Criminal charges are often based on a Connecticut defendant's alleged intent. The most serious charges involve deliberate actions. Less severe punishments are associated with reckless behavior.
Arson is a property crime. In all cases, arson involves setting off a fire or explosion on purpose. Intentions for taking this action can play heavily into what level of arson charges are filed and which punishments are meted out in the event of a conviction.
Under Connecticut law, first-degree arson is a Class A felony, punishable by a prison term of 10 to 25 years with a fine up to $25,000. A defendant must have caused a damaging or destructive fire or explosion under certain circumstances to be convicted.

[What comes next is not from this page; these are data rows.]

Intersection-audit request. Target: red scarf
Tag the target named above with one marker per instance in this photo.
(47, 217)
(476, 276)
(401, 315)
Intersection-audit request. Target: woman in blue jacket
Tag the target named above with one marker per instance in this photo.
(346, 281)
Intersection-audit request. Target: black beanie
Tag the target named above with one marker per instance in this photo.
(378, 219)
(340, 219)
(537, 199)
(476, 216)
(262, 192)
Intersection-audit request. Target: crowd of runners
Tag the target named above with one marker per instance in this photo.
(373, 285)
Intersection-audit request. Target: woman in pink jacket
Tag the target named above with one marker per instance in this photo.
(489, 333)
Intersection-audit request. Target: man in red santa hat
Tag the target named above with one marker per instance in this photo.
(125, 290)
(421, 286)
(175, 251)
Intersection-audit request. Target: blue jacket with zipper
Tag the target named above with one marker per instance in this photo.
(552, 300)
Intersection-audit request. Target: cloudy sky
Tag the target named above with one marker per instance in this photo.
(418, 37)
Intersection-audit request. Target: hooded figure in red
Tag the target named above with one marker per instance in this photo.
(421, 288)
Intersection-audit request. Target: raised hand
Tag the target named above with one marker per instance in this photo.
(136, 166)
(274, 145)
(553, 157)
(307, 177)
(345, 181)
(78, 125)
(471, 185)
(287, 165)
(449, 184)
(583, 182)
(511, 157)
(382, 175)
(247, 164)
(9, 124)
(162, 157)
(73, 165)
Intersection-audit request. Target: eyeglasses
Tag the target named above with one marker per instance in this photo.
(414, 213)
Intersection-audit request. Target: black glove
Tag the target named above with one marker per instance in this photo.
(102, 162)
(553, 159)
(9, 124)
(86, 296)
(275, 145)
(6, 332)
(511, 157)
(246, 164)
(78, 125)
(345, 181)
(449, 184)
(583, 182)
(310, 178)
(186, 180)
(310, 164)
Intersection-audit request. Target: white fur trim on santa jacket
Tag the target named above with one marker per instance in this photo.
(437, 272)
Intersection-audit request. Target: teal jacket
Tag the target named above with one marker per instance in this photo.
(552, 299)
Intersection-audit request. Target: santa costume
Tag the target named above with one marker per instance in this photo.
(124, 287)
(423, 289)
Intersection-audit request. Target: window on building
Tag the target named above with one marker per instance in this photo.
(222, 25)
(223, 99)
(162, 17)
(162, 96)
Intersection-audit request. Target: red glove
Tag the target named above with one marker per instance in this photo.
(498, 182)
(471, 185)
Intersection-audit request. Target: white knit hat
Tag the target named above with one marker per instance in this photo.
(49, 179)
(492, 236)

The charge is applicable when the targeted building was occupied or the defendant believed people were in the structure. The category includes any direct or indirect injury to a person or firefighter or peace officer endangerment. The most severe arson charge may involve defendants who commit fraud by causing fires or explosions to reap insurance policy benefits.
Arson charges may apply to the willful or reckless burning of structures other than buildings, like boats. Second- and third-degree arson charges are also felonies, punishable by prison terms of one to 20 years and one to 10 years, respectively. The maximum fines are $15,000 for second-degree arson and $10,000 for third-degree arson.
Fire investigations may take a great deal of time, depending on how long it takes authorities to figure out where the destruction originated and how the fire or explosion occurred. Consequently, a person may not be charged with arson for several months or even longer. It's advisable for people who suspect they might be charged with a crime to seek legal counsel before authorities make an arrest.